There is at least one Russian in Icarus who’s happy to talk, though—and thank goodness for that. Fogel’s odyssey begins when a disappointing result in a cycling competition gets him thinking about Lance Armstrong, and the widespread contention that every champion-level international athlete today relies on a chemical advantage while the organizations set up to police sports have been well-compensated to look the other way. He tries to find someone who can show him how the system works, and ends up befriending the gregarious Dr. Grigory Rodchenkov, a director in Russia’s ironically named Anti-Doping Center. Funny, frank, and full of life, Dr. Rodchenkov immediately becomes the star of Icarus.

Roughly the first third of Fogel’s documentary is about his self-administered PED program, and how well it works—or in his case, how poorly. One of the reasons why Icarus feels clumsily constructed is that the project seems to have changed on the fly, after the director’s original plan went awry. There’s very little in the film’s early sections about the physical effects of injecting banned substances, or how it might help someone win a bicycle race. Instead, Fogel ultimately fumbles in his big cycling event for a variety of reasons, including mechanical failure. And before he has the chance to try and amp up his doping program, Dr. Rodchenkov gets embroiled in a scandal that changes Icarus’ focus.

What happens is that the story breaks worldwide about Russia’s Olympic officials and political leaders allegedly conspiring to foil the World Anti-Doping Agency by substituting clean urine for PED-tainted urine during the 2014 Winter Olympics in Sochi. The methods uncovered by the investigators are a lot like the ones that Dr. Rodchenkov has taught to Fogel. So the filmmaker helps his best interview subject come clean, inviting him to come stay with him in the United States while he tells all he knows to the press and to law enforcement—including his implication that the Anti-Doping Agency itself has been corrupted.

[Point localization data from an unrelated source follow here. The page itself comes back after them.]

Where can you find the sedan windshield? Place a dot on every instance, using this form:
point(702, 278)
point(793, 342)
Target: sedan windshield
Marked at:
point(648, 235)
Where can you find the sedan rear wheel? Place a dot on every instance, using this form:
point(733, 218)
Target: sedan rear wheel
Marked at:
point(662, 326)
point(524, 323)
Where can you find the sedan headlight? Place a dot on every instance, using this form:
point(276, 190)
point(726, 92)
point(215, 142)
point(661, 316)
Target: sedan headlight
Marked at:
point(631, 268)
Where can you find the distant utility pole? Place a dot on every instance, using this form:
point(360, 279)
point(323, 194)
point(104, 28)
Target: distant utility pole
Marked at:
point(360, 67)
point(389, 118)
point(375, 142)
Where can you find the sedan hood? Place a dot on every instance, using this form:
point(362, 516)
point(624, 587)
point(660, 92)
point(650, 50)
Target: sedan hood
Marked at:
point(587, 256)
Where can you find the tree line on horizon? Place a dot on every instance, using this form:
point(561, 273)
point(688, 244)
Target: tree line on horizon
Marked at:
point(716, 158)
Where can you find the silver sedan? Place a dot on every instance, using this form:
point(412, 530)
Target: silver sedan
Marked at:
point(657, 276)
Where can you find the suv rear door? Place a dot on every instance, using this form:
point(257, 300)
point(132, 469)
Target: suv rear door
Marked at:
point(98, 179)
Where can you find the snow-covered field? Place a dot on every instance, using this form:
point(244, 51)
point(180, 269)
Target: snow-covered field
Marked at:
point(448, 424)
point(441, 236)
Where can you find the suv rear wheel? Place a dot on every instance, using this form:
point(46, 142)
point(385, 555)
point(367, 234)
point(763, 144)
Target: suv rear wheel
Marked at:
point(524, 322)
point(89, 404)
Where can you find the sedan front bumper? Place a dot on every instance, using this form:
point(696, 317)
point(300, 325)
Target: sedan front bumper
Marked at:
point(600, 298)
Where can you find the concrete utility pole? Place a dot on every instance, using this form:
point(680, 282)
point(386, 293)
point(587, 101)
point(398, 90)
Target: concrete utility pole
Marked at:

No one can say that Fogel doesn’t have the goods. Dr. Rodchenkov was in deep with the Russian PED scandal, and Fogel was filming him way before the world at large knew his name. As the scandal escalates, there are cameras in the room as the doctor’s credibility and fate are discussed at the highest levels.

The main issue with Icarus is that the filmmaker struggles with how to present this wealth of material (much of which was just handed over to him), and how to connect it with the point where his documentary begins. There’s a lot that could’ve been said here about why athletes cheat and what effect that has on international sports. There’s even more to be said about whether we’re living in a world where everyone’s on the take, and where only personal charm and PR spin distinguishes one criminal from another. (What the film could use a lot less of, on the other hand, are the scenes where Rodchenkov reads aloud from George Orwell’s 1984.)

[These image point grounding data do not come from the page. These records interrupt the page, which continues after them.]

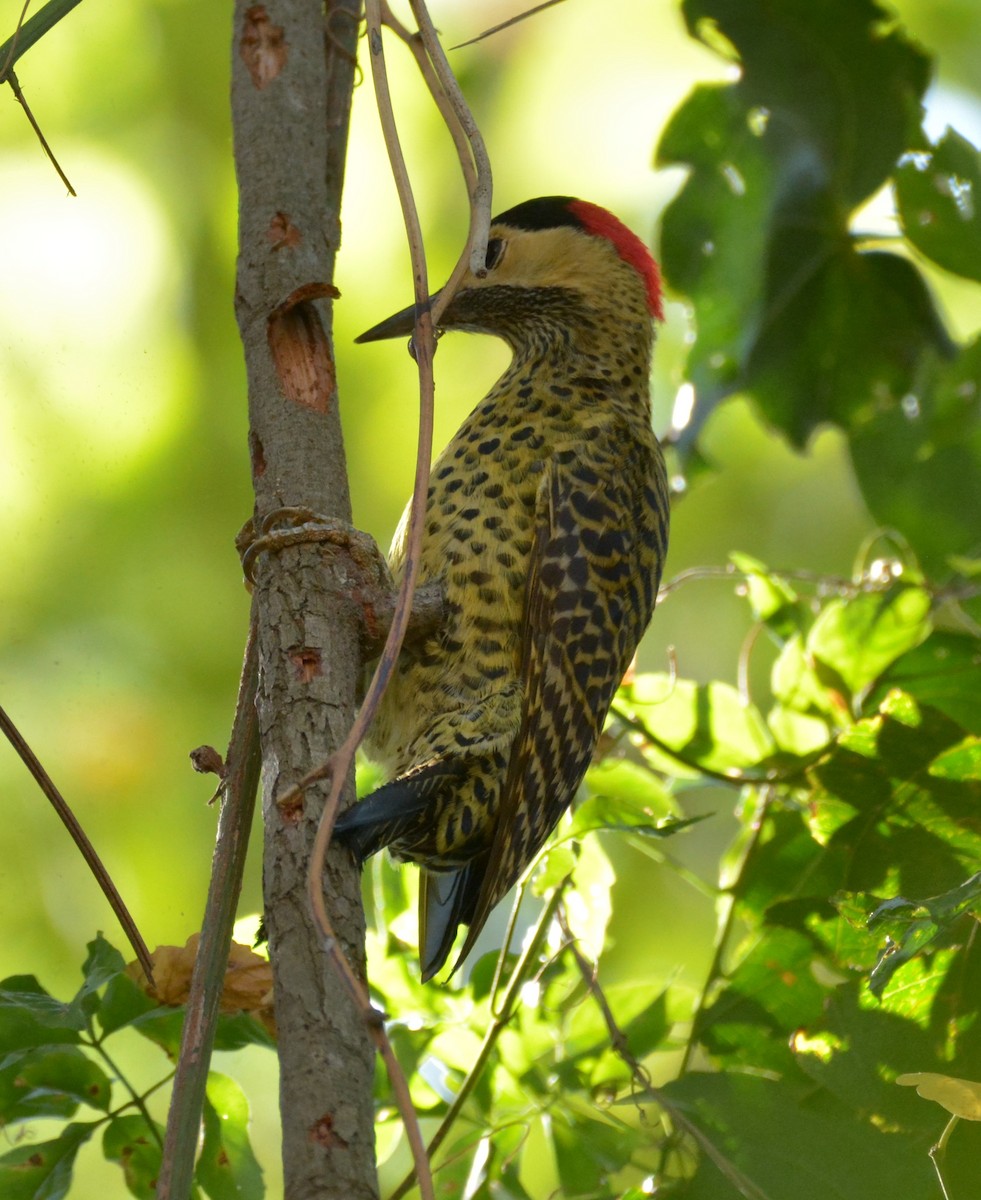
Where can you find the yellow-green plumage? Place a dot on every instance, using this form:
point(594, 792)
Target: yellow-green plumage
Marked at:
point(547, 523)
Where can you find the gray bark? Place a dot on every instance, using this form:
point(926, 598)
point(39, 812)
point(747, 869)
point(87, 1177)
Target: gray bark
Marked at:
point(293, 71)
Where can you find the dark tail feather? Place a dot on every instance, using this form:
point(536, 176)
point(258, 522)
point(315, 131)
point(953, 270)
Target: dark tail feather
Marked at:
point(393, 809)
point(446, 900)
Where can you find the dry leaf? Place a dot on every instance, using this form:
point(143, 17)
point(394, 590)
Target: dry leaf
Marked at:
point(247, 979)
point(960, 1097)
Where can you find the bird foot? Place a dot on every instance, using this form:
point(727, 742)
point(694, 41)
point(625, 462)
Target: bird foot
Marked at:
point(368, 581)
point(296, 526)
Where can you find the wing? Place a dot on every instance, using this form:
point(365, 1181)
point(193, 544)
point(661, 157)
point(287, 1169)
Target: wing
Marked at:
point(601, 521)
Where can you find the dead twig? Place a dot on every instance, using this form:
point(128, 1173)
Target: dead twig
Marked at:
point(88, 851)
point(240, 785)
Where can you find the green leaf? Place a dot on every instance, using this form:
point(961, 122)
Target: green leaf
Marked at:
point(786, 1143)
point(939, 201)
point(772, 600)
point(588, 1151)
point(943, 672)
point(50, 1083)
point(772, 991)
point(625, 796)
point(786, 306)
point(908, 826)
point(705, 725)
point(918, 925)
point(855, 640)
point(918, 456)
point(137, 1149)
point(31, 1017)
point(122, 1003)
point(42, 1170)
point(102, 964)
point(961, 762)
point(227, 1168)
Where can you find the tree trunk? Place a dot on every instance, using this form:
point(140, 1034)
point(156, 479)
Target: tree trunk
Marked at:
point(293, 72)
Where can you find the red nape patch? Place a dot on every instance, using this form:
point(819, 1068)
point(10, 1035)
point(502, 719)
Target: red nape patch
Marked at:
point(629, 246)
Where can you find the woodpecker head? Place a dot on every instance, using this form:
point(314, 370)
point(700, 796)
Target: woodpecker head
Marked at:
point(553, 264)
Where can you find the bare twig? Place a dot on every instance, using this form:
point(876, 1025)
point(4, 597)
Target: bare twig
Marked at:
point(240, 785)
point(500, 1018)
point(29, 33)
point(22, 100)
point(588, 972)
point(88, 851)
point(507, 24)
point(482, 186)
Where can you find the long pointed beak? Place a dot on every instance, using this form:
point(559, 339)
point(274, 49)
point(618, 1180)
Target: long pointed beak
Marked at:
point(401, 324)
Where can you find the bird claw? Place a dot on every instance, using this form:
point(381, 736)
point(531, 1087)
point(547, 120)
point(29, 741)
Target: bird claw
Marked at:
point(295, 526)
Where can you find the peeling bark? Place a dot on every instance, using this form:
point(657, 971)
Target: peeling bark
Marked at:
point(293, 72)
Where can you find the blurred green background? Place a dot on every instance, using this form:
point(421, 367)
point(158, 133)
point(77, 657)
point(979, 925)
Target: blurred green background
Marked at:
point(124, 472)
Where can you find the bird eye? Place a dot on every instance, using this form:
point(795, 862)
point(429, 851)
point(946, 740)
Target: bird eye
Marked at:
point(494, 253)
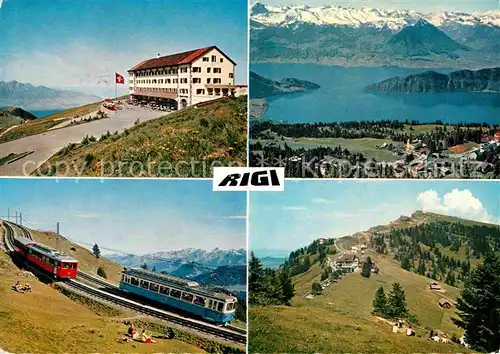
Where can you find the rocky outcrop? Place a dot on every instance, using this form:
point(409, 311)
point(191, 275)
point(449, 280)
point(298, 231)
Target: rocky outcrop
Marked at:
point(484, 80)
point(260, 87)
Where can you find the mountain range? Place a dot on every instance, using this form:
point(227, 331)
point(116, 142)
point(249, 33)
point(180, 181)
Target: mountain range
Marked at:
point(374, 37)
point(484, 80)
point(30, 97)
point(11, 116)
point(215, 267)
point(263, 87)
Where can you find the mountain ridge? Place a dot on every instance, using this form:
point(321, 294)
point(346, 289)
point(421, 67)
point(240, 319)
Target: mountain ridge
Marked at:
point(31, 97)
point(263, 87)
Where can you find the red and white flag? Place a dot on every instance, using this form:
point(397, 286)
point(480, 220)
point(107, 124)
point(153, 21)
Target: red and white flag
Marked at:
point(119, 79)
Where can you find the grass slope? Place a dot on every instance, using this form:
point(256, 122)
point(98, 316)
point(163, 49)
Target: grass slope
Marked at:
point(39, 126)
point(340, 320)
point(46, 321)
point(87, 262)
point(163, 147)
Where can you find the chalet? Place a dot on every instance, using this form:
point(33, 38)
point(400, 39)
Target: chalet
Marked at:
point(348, 263)
point(184, 79)
point(435, 286)
point(446, 304)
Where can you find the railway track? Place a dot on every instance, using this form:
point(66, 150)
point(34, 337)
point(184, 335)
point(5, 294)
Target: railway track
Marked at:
point(100, 292)
point(8, 236)
point(220, 332)
point(95, 280)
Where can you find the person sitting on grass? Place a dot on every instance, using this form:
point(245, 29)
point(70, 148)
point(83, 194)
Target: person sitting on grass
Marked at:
point(17, 287)
point(409, 332)
point(131, 331)
point(145, 338)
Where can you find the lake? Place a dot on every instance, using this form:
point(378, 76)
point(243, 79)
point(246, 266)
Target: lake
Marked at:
point(341, 97)
point(41, 113)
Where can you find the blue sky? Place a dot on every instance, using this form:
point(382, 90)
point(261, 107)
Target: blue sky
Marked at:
point(281, 222)
point(136, 216)
point(79, 43)
point(420, 5)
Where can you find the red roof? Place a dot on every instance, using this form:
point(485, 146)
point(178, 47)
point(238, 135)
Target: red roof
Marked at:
point(176, 59)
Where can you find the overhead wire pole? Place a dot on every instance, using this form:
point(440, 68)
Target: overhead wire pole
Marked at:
point(57, 236)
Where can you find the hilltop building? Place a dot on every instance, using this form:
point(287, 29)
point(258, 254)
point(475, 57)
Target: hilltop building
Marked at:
point(185, 79)
point(347, 263)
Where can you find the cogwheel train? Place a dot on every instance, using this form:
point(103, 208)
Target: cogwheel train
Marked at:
point(186, 295)
point(58, 265)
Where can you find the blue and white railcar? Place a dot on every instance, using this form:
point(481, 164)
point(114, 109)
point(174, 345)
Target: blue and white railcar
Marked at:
point(179, 293)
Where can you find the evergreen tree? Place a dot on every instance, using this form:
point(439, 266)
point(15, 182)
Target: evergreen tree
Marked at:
point(96, 251)
point(316, 288)
point(421, 267)
point(478, 306)
point(102, 273)
point(287, 287)
point(255, 278)
point(366, 271)
point(397, 302)
point(380, 302)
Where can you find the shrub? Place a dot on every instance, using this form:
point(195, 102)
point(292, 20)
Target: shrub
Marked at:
point(102, 273)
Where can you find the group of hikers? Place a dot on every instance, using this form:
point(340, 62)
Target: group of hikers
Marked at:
point(143, 337)
point(399, 325)
point(21, 289)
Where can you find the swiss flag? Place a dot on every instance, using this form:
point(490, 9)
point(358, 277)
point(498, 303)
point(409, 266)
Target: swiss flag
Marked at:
point(119, 79)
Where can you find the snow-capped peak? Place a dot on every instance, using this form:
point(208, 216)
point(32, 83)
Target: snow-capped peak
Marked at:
point(341, 16)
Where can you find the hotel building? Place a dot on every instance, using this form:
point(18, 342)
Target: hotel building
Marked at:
point(185, 79)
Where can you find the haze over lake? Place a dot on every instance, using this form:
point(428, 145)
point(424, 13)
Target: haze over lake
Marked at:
point(341, 97)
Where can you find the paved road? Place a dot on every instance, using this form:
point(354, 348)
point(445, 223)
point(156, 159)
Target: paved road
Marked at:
point(47, 144)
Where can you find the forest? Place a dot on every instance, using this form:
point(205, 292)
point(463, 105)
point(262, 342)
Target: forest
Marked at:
point(421, 248)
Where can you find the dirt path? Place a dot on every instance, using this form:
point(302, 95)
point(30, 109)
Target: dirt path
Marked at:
point(47, 144)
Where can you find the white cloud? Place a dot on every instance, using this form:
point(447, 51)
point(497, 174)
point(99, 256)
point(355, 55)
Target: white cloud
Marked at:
point(460, 203)
point(235, 217)
point(294, 208)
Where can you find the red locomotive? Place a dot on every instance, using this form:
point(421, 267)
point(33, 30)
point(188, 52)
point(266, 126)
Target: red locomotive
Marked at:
point(46, 258)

But while the movie does feel at times too much like an info-dump, the information itself is so astonishing that it survives the shambling approach. What’s most chilling—especially given recent political events around the world—is how aggressively the Russian government and media moves to badmouth Rodchenkov and suggest an alternative narrative for what happened in Sochi. From the point of view of the Putin government, this is all overblown Russophobia, relying on inconclusive evidence provided by an unreliable, disgruntled individual.

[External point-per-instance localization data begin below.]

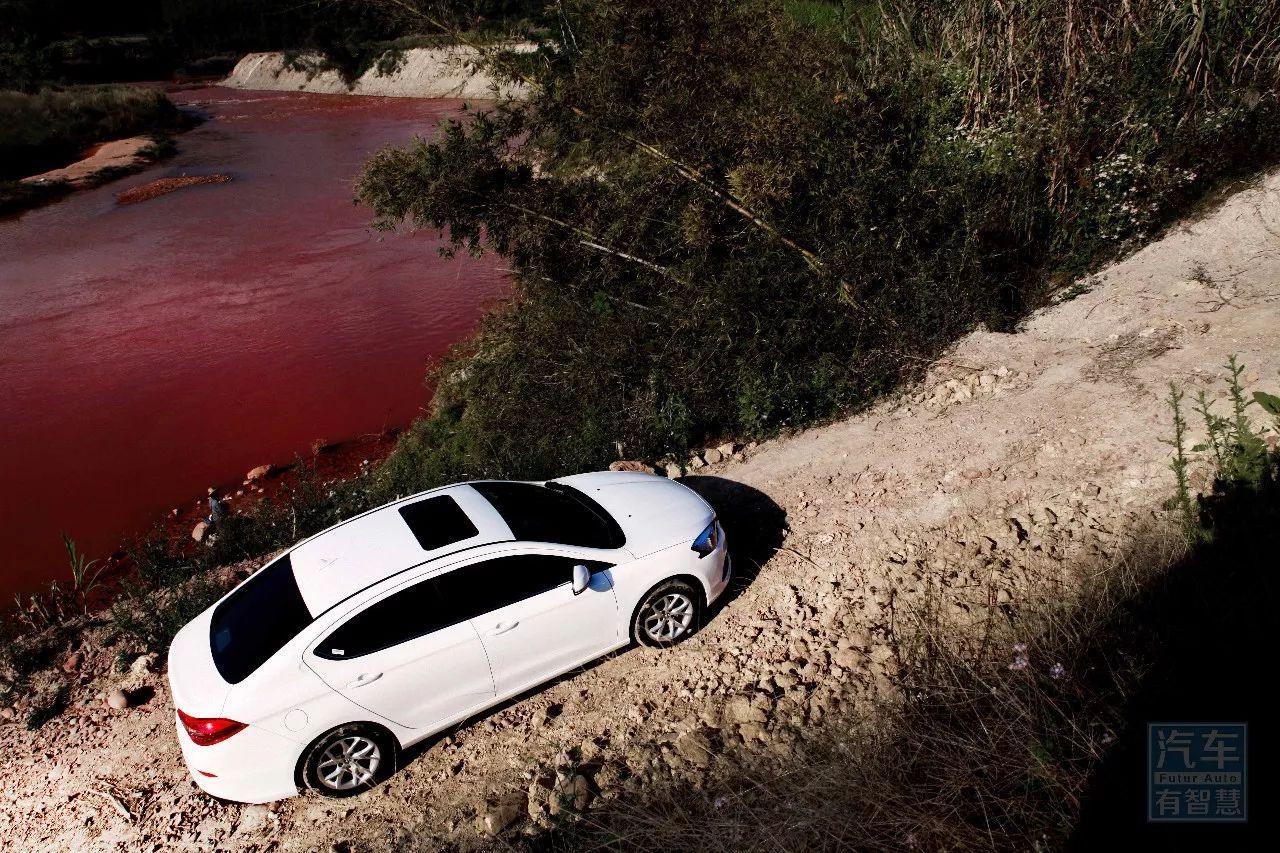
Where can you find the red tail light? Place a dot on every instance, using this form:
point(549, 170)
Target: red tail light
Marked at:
point(205, 731)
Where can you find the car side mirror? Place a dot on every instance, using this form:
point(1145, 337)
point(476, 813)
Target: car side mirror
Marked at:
point(581, 578)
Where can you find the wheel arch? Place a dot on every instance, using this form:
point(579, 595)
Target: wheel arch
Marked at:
point(300, 765)
point(693, 580)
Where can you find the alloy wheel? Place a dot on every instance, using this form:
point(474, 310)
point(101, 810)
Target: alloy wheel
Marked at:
point(348, 762)
point(668, 617)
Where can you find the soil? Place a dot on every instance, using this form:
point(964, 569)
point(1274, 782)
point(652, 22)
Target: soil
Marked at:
point(1020, 457)
point(109, 156)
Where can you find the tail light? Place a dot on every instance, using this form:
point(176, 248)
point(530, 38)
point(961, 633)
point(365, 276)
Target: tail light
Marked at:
point(205, 731)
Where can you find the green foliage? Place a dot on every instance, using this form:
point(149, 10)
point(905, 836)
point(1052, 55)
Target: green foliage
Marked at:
point(149, 623)
point(1243, 463)
point(726, 222)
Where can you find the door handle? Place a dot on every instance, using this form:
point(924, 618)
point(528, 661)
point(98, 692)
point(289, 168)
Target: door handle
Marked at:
point(368, 678)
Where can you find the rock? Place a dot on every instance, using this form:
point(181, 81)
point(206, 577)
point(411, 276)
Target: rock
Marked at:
point(254, 819)
point(571, 793)
point(260, 473)
point(740, 710)
point(695, 748)
point(142, 665)
point(631, 465)
point(497, 817)
point(848, 658)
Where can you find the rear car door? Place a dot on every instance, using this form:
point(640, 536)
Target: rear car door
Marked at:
point(407, 657)
point(533, 626)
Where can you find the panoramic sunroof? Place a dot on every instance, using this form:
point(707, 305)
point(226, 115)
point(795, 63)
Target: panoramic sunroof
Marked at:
point(438, 521)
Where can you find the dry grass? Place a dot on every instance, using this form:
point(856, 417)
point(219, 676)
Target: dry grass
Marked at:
point(164, 186)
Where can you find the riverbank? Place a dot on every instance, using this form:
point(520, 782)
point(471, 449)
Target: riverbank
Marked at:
point(1020, 464)
point(60, 140)
point(456, 72)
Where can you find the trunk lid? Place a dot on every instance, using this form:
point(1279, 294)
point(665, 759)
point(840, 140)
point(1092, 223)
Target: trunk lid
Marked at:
point(654, 512)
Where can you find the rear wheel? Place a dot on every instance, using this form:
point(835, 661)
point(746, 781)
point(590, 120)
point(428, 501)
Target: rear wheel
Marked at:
point(671, 612)
point(350, 760)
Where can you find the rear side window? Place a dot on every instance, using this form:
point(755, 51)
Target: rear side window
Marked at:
point(553, 512)
point(256, 620)
point(397, 619)
point(438, 521)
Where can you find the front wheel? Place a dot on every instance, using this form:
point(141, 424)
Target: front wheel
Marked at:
point(348, 760)
point(671, 612)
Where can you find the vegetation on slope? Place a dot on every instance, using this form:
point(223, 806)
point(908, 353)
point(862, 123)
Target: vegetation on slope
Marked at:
point(728, 218)
point(1029, 733)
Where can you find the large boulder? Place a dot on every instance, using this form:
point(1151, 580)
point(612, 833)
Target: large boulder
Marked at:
point(259, 473)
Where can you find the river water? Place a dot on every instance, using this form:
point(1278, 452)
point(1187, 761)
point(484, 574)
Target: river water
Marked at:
point(152, 350)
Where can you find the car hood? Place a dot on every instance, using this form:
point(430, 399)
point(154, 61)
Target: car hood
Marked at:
point(654, 512)
point(195, 682)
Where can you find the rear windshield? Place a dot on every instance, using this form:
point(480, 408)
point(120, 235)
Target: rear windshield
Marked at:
point(256, 620)
point(553, 512)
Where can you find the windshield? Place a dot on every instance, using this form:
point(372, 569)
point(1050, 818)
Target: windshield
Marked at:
point(553, 512)
point(256, 620)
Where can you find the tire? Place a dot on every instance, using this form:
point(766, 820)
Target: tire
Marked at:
point(348, 760)
point(670, 614)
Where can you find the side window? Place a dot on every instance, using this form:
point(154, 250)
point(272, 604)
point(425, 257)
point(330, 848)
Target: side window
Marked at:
point(484, 587)
point(397, 619)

From Rodchenkov’s perspective, though, he has participated in fostering what is fast becoming a post-fact era, and his efforts at bolstering Russia’s athletic profile helped revive Putin’s then-flagging public approval ratings. He appears to feel bad about this—it’s just unclear how much. He never quite loses the winking “we’re all in the muck together” attitude he has when he first meets Fogel. As he helps the filmmaker break the rules, he says, “You are you what you are, I am what I am.” If Icarus’ vision of sports and politics holds true, that expression of cheerfully indifferent amorality could become the slogan for the 21st century.